Bingaman faces a maximum penalty of 40 years in prison, Assistant State's Attorney Robert Veil said.
Baby's family reacts to verdict
The baby's mother, Ashley Myers, sobbed as her father held her after court was adjourned.
A distraught woman left the courtroom wailing, after the jury's foreman read that Bingaman was found not guilty of first- and second-degree murder.
The baby's father, Chris Cannon, held his head in his hands, and someone in the audience called Bingaman a "dead man walking" as deputies led him from the courtroom.
The baby's great-grandmother, Shirlene Spessard, shouted "baby murderer" at the closed door to the room where Bingaman was being held.
Bingaman was in custody and held without bond Thursday at Washington County Detention Center.
The state presented several witnesses during two days of testimony in the case. Two expert witnesses testified about the severity of the victim's head injuries, which would have been inflicted by a blunt object, they testified.
The boy had been in the care of his mother and Bingaman in the hours immediately before his injuries were discovered.
Defense requests presentence investigation report
Bingaman's father took the stand in his son's defense Wednesday morning. He was the only defense witness.
At the defense's request, a presentence investigation report will be completed before sentencing. Washington County Circuit Judge M. Kenneth Long Jr. declined to set a sentencing date, pending the completion of the report.
Earlier in the day, jurors asked Long if the testimony of Dr.

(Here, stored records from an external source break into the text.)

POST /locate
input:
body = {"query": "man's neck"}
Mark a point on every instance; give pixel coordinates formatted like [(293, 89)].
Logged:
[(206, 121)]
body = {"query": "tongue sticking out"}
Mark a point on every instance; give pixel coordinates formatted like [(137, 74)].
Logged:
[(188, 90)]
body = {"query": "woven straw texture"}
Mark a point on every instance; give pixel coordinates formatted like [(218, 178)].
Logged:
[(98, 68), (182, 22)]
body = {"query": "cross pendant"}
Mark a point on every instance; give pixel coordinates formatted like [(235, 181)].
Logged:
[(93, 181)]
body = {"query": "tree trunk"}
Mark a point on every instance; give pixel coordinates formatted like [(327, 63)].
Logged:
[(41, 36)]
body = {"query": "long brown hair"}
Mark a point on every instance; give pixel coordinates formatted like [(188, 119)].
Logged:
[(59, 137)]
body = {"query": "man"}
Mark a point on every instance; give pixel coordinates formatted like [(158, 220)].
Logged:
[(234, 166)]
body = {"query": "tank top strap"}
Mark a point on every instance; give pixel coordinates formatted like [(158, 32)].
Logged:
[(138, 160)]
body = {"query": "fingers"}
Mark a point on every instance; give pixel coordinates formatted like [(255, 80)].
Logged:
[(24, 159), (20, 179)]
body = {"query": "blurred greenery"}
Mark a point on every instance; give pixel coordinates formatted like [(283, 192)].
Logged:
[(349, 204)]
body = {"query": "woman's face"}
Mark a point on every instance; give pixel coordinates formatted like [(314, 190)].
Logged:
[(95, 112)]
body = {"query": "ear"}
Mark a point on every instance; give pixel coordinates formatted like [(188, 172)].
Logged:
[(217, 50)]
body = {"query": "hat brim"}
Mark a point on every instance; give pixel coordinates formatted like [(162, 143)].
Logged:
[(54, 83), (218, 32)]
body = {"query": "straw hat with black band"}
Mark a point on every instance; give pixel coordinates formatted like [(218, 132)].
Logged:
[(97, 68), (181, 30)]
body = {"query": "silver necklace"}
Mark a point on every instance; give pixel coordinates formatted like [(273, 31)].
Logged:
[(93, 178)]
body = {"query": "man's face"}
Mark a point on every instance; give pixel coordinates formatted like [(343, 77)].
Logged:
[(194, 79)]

Allen Walker, director of the Division of Pediatric Emergency Medicine at Johns Hopkins Hospital, could be read to them again. Walker testified Tuesday that the boy's injuries were "some of the worst I've seen."
Long told jurors they must rely on their collective memory of Walker's testimony.
Jurors also asked if an autopsy report on the boy had been entered into evidence. Long told them it had not been introduced as an exhibit in the trial.
Defense felt 'evidence was lacking'
In a statement made outside the courthouse, Bingaman's attorney Scott Rolle said he respectfully disagrees with the jury's verdict, and Bingaman denies that he committed the crime. The defense felt Bingaman got a fair trial, Rolle said.
The jurors deliberated for a long time, and they took the case seriously, Rolle said.
"I did feel evidence was lacking for a guilty verdict," he said.
State says victim's family 'traumatized'
The state was pleased that Bingaman was convicted of the "very serious first-degree child abuse count," Veil said.
Veil, who described the victim's family as "traumatized" by the verdict, would have liked to see Bingaman face more time in prison, he said.
He thought the jurors carefully looked at the state's exhibits, including a 50-page transcribed statement Bingaman made to police, Veil said.
A number of strong witnesses, including the Washington County Sheriff's deputies who testified and Dr. Walker, helped make the case, he said.